When I left New York, it was with mixed feelings. I was tired physically and emotionally. I longed for home, family and friends. I also had become attached to people I worked with at the Pit and missed them. A few years later I began to understand this feeling even more when I was counseling soldiers returning from Iraq and Afghanistan. Many would tell me that all they thought about when they were deployed was going home and once they were home they constantly thought about going back and being with the friends they had left behind. Deployment produces an intensity of connection to the people you serve with that is rarely found in everyday civilian life.
I knew 19 years ago, watching that the attack on America by men full of hate and a desire for vengeance, that it would alter my life and the lives of all Americans for many years to come. I didn’t know how, but I was certain that life in America would change and not for the best. I had a full psychotherapy practice in a small California town. I thought I would be there for my entire career. This was not the case. Instead, for the past fourteen years plus, I have travelled around the United States and the world counseling military members and their families. I have lived, worked, eaten and slept inside a military world. As a civilian, I have been privileged to be allowed to be intimately involved in my country’s response to that terrible day in September, 2001.
While I have often disagreed with the decisions taken by our political leaders, I have never regretted my work with the soldiers, sailors, marines, airmen/women, and military families I have met. I have seen first hand the wounds of war. I know they run deep in those who received them and in the nation that sent them to war. If there is one thing I have learned through this work, it’s much easier to go to war than it is to end a war.

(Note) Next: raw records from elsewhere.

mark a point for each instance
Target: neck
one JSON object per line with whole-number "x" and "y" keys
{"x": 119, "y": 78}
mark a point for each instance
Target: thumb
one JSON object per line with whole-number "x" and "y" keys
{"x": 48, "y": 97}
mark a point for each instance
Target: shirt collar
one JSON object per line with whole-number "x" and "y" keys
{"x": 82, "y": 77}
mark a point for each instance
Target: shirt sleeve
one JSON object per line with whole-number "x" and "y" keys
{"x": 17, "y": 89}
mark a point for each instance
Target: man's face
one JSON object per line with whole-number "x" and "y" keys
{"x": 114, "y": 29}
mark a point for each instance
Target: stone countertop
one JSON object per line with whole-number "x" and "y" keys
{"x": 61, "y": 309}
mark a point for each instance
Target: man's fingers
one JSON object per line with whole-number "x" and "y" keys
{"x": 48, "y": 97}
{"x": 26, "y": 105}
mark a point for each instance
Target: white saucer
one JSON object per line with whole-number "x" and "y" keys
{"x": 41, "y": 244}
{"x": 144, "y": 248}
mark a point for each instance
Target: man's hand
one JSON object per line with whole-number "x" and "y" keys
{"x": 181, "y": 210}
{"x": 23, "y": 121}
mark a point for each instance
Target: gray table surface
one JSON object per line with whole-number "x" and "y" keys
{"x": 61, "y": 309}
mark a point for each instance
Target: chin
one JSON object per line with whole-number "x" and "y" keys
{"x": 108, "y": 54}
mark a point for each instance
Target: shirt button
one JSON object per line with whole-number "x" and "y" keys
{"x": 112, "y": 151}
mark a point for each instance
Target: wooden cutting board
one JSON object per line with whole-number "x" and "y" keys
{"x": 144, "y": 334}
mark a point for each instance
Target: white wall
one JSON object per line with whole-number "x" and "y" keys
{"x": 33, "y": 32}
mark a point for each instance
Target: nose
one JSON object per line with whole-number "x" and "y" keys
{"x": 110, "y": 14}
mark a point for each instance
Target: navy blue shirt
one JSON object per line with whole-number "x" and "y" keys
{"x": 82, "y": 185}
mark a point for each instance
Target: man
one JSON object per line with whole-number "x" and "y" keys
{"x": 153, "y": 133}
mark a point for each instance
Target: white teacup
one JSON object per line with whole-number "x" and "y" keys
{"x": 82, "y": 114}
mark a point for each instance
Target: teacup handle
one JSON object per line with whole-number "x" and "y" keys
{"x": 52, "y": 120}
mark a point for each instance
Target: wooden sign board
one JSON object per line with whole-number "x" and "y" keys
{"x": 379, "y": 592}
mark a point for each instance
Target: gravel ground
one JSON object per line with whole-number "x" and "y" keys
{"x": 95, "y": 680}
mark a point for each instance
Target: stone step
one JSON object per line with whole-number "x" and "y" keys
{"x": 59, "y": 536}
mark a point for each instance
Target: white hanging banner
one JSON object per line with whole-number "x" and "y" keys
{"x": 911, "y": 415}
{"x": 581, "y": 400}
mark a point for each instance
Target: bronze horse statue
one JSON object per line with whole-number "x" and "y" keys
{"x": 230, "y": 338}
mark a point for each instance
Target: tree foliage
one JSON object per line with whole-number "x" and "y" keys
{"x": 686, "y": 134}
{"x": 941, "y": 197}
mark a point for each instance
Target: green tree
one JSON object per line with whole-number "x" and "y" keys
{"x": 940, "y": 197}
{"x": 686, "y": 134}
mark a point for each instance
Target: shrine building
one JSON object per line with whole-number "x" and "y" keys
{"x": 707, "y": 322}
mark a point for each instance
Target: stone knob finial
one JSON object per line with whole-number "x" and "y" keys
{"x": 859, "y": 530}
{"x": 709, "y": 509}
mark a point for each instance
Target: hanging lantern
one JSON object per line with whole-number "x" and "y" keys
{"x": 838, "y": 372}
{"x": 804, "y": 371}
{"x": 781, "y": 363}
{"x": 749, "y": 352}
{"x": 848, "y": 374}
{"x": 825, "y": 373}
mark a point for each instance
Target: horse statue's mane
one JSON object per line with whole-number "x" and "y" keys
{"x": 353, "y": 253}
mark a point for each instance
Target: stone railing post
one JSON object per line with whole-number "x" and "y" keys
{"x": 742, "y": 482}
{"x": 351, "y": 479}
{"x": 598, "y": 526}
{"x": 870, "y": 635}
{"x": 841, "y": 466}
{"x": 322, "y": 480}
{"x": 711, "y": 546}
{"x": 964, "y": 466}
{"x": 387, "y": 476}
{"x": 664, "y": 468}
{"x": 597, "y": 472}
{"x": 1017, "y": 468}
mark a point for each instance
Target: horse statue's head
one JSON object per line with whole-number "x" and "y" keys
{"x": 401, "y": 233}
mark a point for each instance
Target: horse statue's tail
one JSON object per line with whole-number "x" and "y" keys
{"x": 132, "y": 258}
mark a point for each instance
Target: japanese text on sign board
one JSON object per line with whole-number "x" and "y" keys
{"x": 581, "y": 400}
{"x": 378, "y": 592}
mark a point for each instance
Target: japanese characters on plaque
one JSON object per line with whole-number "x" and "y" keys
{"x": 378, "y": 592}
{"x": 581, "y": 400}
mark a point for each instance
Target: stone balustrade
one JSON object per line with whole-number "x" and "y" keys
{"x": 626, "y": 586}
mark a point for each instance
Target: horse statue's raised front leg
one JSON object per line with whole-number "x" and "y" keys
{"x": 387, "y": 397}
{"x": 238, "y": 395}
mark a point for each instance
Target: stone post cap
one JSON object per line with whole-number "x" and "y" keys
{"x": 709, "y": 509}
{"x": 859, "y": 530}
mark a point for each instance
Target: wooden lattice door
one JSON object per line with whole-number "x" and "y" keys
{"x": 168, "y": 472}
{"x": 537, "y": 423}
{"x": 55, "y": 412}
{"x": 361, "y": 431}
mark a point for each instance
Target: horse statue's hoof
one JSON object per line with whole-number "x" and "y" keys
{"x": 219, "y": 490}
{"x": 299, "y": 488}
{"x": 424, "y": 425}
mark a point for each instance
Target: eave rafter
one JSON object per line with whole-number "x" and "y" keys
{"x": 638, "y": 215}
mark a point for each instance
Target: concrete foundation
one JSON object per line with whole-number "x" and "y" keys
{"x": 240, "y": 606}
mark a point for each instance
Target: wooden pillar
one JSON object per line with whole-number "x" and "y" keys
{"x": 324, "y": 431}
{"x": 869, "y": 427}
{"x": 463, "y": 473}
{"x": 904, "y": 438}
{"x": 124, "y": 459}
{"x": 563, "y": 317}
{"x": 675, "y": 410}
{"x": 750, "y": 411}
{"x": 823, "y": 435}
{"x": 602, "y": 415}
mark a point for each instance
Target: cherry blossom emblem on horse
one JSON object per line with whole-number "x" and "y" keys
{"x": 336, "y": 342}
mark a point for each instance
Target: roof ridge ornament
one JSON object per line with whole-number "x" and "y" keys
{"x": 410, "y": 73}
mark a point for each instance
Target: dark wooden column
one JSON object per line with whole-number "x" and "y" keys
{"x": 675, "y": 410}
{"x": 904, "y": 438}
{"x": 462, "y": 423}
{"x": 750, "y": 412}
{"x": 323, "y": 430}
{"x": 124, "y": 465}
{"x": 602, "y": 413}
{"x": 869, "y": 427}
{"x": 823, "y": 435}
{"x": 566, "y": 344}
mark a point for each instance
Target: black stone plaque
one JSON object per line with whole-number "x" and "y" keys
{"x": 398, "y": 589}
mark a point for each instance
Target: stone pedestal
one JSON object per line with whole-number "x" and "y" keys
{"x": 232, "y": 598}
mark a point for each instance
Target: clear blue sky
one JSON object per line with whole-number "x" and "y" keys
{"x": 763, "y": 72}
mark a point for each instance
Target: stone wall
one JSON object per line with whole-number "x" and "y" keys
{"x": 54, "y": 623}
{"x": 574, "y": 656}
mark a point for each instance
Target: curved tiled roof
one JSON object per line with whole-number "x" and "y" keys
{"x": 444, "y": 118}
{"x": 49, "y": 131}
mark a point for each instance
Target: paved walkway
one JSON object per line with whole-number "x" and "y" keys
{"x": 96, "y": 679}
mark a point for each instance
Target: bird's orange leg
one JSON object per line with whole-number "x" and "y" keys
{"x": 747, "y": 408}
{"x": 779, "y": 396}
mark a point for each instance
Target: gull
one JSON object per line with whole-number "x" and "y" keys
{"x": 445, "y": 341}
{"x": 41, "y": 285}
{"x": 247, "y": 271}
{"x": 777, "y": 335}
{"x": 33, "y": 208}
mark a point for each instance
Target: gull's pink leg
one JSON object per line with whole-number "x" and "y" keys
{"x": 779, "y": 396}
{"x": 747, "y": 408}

I hope I have helped to heal some of the wounds this war has created.
_____________________________________________________________________________________
Thank you for being one of my readers. This was not an easy essay for me to write. It brought back many strong feelings. Through these memories I am even more keenly aware, with a Presidential Election only a few weeks away, of how carefully a country needs to choose its leaders. Decisions they make on our behalf can have long-lasting impact on a nation and the entire world. Be safe. Be well. Love the ones you are with, even those who are hard to love. Life is short, even when there isn’t a pandemic.